Bruno and his sons got under the trailer with hammers and PV blaster and finally managed to break the brakes free. The truck driver told them in three or four years the brakes would have been frozen permanently.
“He showed us how to back the brakes away from the hubs so it’s not possible to freeze shut again. Turns out I’m lucky we had Dorian here because it taught us another lesson!”
Dorian was a good dry run. As the storm lost strength, Bruno calculated that the surge wouldn’t be as high as Florence. They towed the mobile fish house up the driveway to higher elevation without having to pull onto the paved road, where power lines would have necessitated disconnecting the ice machine from the roof.

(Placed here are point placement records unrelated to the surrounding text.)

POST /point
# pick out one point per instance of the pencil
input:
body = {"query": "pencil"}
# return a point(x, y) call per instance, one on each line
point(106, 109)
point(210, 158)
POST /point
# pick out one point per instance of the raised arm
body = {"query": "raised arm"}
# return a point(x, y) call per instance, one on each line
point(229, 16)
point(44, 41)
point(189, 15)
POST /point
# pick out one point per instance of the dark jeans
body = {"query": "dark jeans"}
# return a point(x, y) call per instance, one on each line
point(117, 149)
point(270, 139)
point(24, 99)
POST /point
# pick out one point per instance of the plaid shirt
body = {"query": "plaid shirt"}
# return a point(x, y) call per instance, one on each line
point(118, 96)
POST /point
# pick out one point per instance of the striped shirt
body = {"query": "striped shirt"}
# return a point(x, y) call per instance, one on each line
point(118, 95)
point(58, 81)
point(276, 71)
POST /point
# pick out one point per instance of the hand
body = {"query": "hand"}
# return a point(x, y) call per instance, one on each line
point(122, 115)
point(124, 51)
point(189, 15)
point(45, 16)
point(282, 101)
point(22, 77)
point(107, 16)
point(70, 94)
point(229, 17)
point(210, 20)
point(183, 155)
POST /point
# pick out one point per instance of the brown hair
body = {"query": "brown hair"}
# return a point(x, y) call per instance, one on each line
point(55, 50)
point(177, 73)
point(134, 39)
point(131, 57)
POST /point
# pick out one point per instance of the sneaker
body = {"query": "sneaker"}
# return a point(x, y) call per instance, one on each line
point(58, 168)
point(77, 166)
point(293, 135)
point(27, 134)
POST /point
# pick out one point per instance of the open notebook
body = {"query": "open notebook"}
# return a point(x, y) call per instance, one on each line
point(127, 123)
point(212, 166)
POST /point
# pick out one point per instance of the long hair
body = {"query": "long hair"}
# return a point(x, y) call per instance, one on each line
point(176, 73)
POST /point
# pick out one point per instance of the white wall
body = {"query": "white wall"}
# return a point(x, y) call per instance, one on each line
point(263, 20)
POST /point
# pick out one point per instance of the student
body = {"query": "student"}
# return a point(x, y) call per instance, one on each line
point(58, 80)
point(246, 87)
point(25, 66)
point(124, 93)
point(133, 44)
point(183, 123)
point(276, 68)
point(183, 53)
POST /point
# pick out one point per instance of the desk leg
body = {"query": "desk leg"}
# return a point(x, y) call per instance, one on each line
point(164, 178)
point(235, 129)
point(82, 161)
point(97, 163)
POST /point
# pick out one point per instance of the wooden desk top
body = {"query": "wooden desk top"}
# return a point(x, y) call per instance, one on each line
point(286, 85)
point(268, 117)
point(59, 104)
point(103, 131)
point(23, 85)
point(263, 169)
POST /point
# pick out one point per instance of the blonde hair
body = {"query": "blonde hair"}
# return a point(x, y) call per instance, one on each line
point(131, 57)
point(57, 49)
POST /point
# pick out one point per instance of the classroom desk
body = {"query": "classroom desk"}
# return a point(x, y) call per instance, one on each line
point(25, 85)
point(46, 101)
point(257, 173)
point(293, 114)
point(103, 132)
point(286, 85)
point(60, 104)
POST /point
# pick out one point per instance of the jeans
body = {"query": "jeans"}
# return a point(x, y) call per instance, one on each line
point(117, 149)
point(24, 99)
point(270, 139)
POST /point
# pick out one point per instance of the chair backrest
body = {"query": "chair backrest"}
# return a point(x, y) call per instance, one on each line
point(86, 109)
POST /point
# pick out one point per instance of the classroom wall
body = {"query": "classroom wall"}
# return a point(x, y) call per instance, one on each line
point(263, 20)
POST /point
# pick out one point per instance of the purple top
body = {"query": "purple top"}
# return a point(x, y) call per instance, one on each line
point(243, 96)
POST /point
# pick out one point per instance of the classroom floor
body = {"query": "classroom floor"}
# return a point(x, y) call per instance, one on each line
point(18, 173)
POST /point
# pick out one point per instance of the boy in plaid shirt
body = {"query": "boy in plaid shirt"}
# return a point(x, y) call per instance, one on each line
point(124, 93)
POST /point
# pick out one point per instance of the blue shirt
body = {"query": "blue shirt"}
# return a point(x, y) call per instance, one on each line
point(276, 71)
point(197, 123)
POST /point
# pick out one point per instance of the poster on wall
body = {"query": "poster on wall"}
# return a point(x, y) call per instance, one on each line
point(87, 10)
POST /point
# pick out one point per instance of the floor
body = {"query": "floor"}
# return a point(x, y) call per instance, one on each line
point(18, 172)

“Dorian put four feet of tide here by the shore, and water just touched the wheels where we had the trailer up by the road. If Mother Nature didn’t force me to move this thing now, I might not have been able to move it later! We’re lucky it worked out.”
But with news of Dorian’s wrath on the Outer Banks, Bruno’s sense of relief was short lived.
“I saw the devastation on the news and felt for them. The Ocracoke fish house had been tore up just like I had been in the last two storms,” he reflected. “I don’t know them, but I know what they’re going through first-hand - it really affected me that I was over here fine, and they were devastated and there was nothing I could do for them.”
Bruno wracked his brain about how he might help the Ocracoke fish house. He thought of Farm Aid and the fundraising Willy Nelson has done for farmers. Could he sponsor something like that on a smaller scale? He called a musician who’d bought fish and shrimp from Endurance Seafood while visiting Oriental and floated his idea.
“Early this spring I met a guy named Charles Humphreys, bass player in a bluegrass band called Songs from the Road. Dude’s a Grammy winner. I called him and said, what do you think about a benefit concert? It didn’t take a second for him to say yes!”
The band found an open date later in September. It was on.
“They finished a concert at midnight, drove down, got here at five in the morning, took a nap and played here on my dock,” Bruno said. “The whole community helped – Piggly Wiggly donated the pig, water and soda came from New Bern, company called Wicked Weed from Asheville donated 1500 cans of beer! My refrigeration guy cooked the pig. Even the porta john was donated.”
He had over 250 people show up to support Ocracoke. They donated whatever they could, tossing cash and checks into a fish carton with a slot cut into the top of the box.
More than $10,000 was raised in one afternoon at oft-battered and hurricane-tested Endurance Seafood. The money would go to the Ocracoke Working Watermen's Association, the non-profit set up years ago to save the island's last fish house. Bruno reflected that helping the Ocracoke fish house rebuild allowed him the satisfaction of “paying it forward,” considering all the help he’d received in the wake of storms.
“Finally I could give back; I could help the next person,” Bruno said. “Other than getting married and having kids, this was a highlight in my life.”